There’s a point in all this that’s bothersome to me. OK, truthfully, there’s many points in all this that’s bothersome to me, but only one that has nothing to do with last wishes, family issues, or my previously made weekend plans.
And that’s time of death. They have his death date listed as yesterday. He most assuredly did not die on April 2. Granted, he died in the final hour of April 1, but, since he was not on Eastern Time, he technically died April 1. Apparently, they go by when the official from Hospice arrived on the scene. This must be part of procedure for an at-home death.
I’m not sure why this is bothering me so much. It probably just gives me something to focus my attention on while avoiding the obvious. But still, shouldn’t your death date be accurate if someone actually knows when you died?
I know there are cases where no one knows for sure and all a coroner can do is guess. I sat through years of inquests and there were at least one or two of those annually, including murder cases where someone was found days or even weeks later. Those bothered me, too.
I guess it’s no different really than births in the old days. I seem to recall there was some dispute about which side of midnight my grandmother – who was born at home in 1910 – arrived on. She used the “official” record, Feb.8, though I think her mother always contended that the actual date was Feb. 7.
I guess it must be both the reporter (I was one for several years) and the genealogist in me. I like to be as accurate as I can, in part, because telling that story is really the only thing I can do for my ancestors. And I feel like I owe it to them to get it right.
Apparently, more "official" channels don't agree.
5 comments:
His date of death is listed as April 2nd because that's when the Coroner got around to prounouncing him dead. More bureaucracy. It is irritating--as you said, someone was there as he passed and knew when it happened. There's an interesting article in the March '09 Smithsonian magazine in which the author compares two funerals, one done at home and one done more conventionally at a funeral home. It's a very touching look at how our society deals with death.

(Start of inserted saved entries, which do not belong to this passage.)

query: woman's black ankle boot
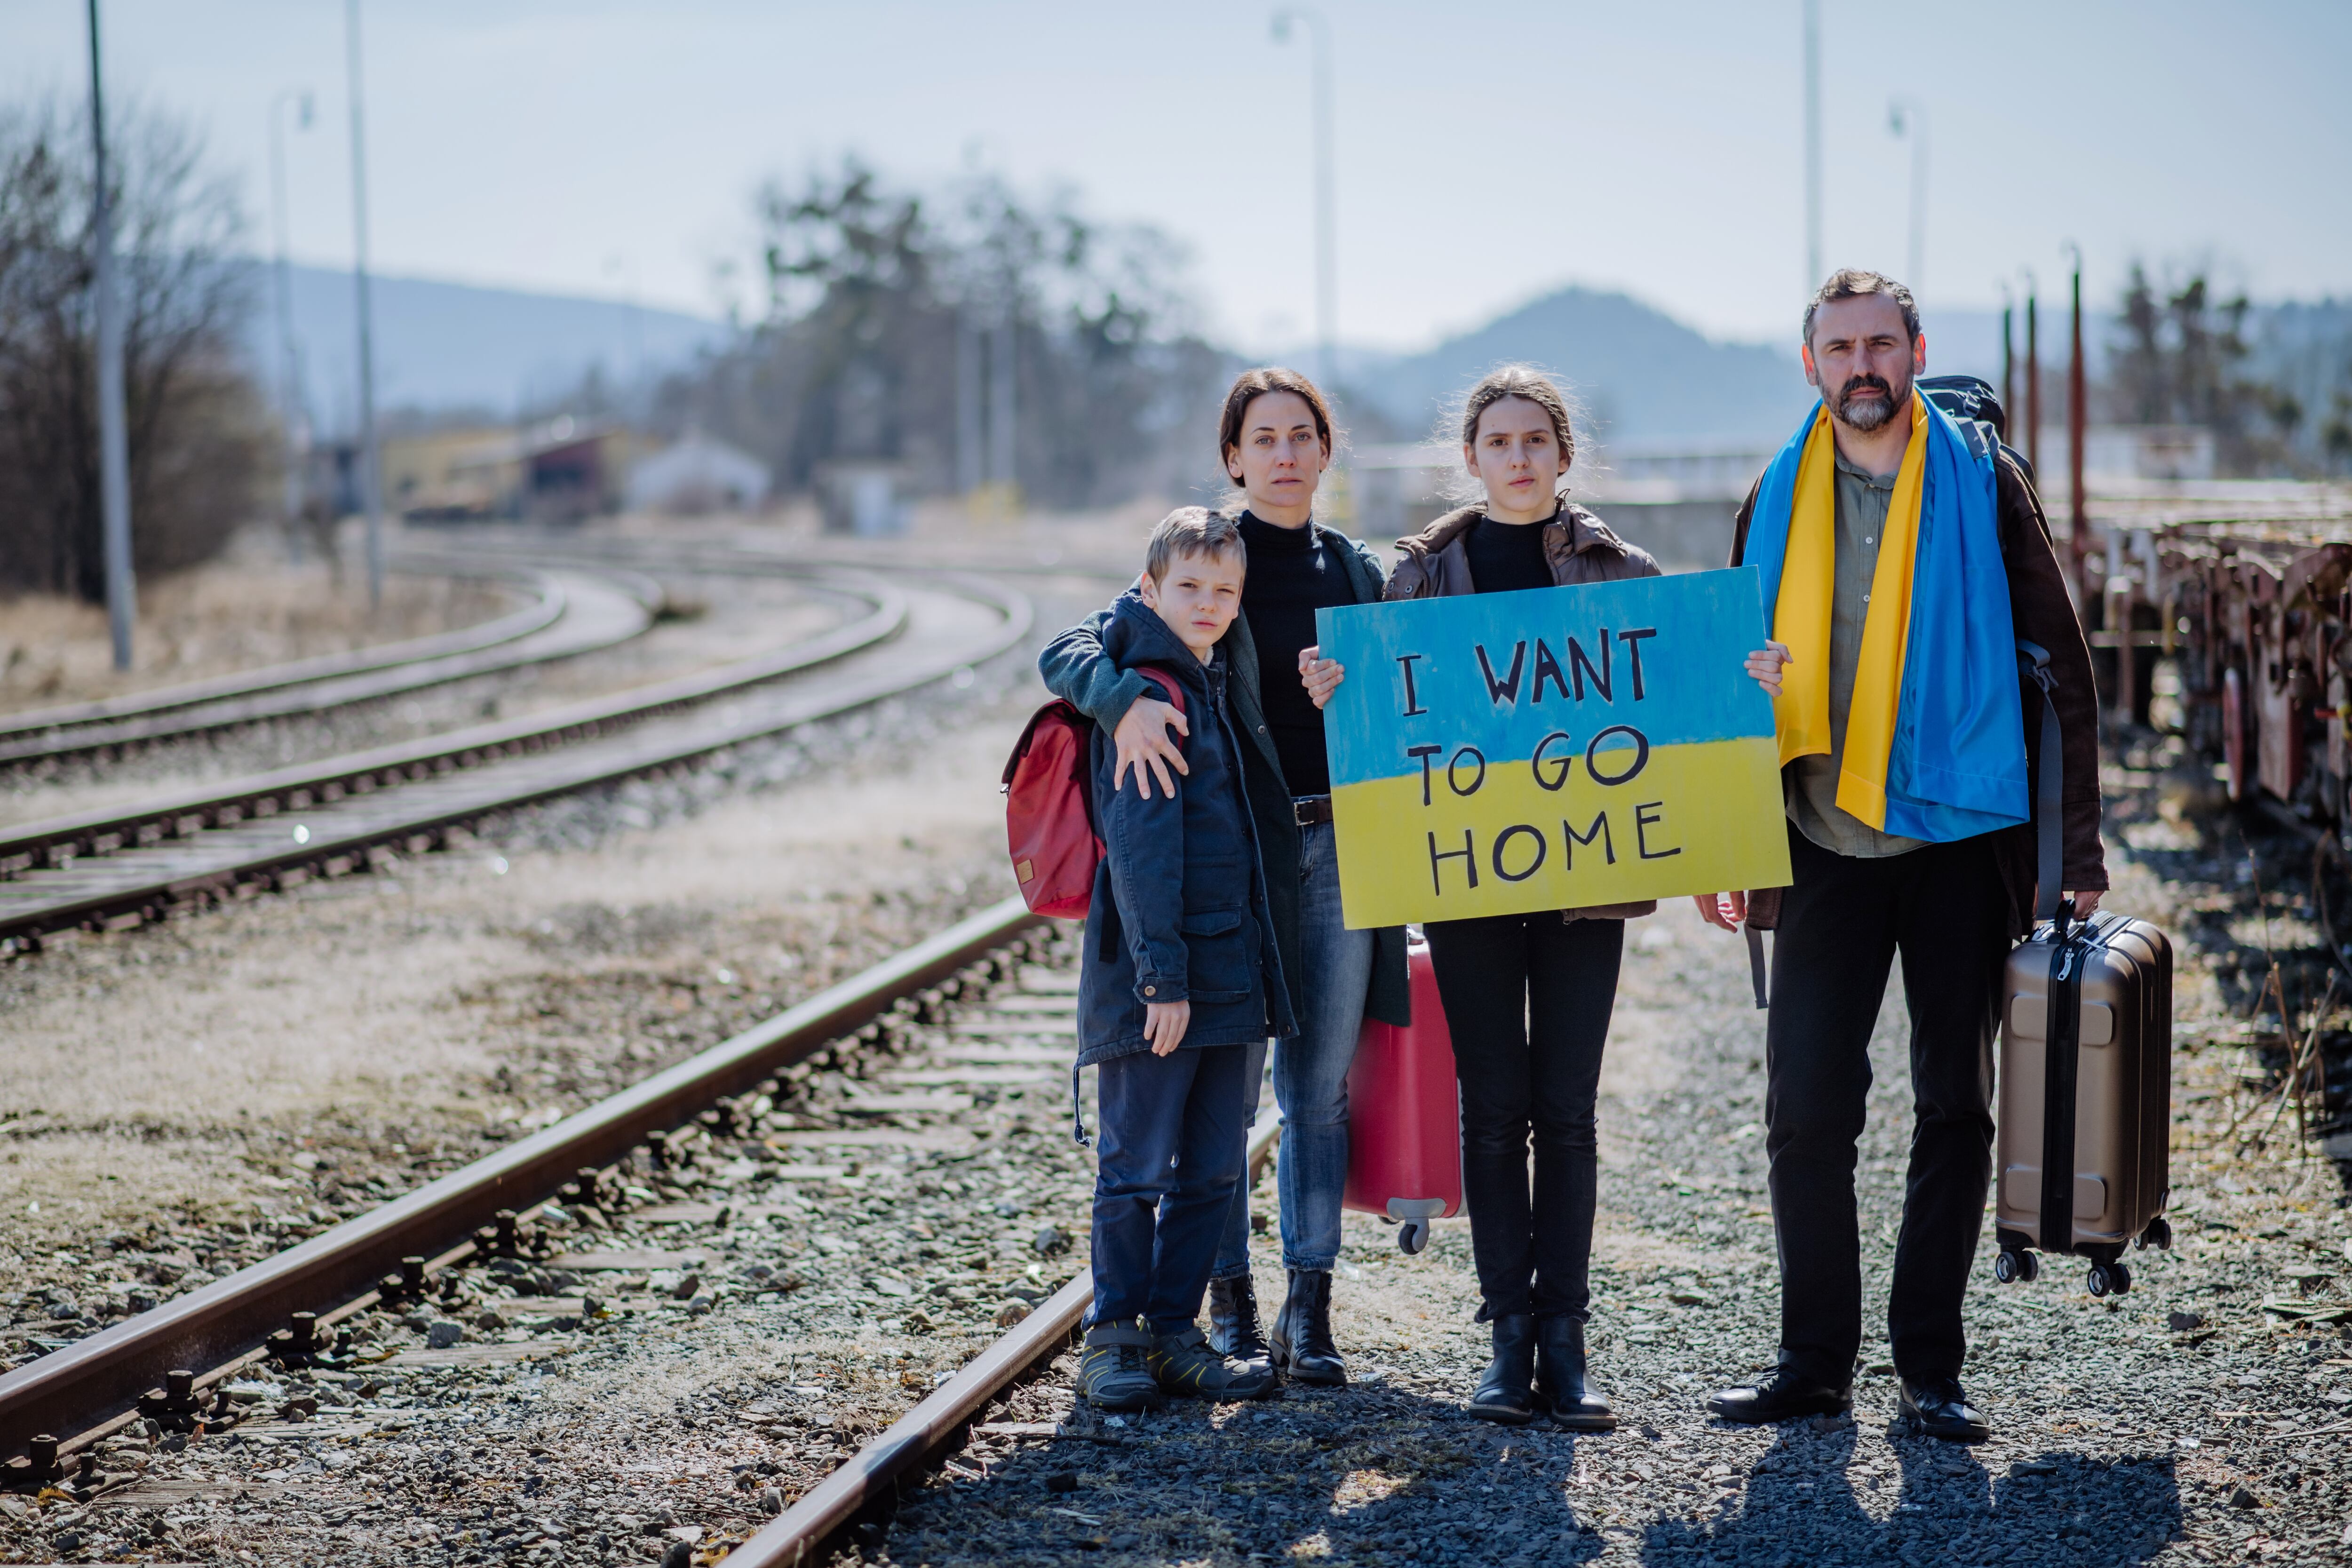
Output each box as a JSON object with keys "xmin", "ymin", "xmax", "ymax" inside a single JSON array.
[
  {"xmin": 1468, "ymin": 1314, "xmax": 1539, "ymax": 1425},
  {"xmin": 1534, "ymin": 1314, "xmax": 1618, "ymax": 1432},
  {"xmin": 1270, "ymin": 1269, "xmax": 1346, "ymax": 1386},
  {"xmin": 1208, "ymin": 1275, "xmax": 1269, "ymax": 1366}
]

I agree with you that it matters. If it bothers you, it matters. In the world today, the little details seem to fall to the wayside. Convenience and bureaucracy seem to rule.
By the way, I am so sorry for your loss. My prayers go out to you and your family.
I must talk to you about your grandmother, since my birthday is Feb. 7. Have to see if we're alike! I'm very sorry for your loss. Anytime you need cheering up, I have a good drill story for you ...
I'm sorry for your loss. I'm just getting caught up.
You have a right to upset about the date since your family knows the correct date. I would be upset about something that important, it's your family records.
It just seems that everything has to be so bloody complicated anymore.
Michele
Jayne -- Thanks! I'll have to check out that article -- after this funeral gets a little farther behind me.
Star-- Thank you! I appreciate that for both me and my family.
Kay -- I'd never thought of that. We must discuss. And I must hear about the drill ...
Michele -- Thank you! You'd think it would be simpler, right?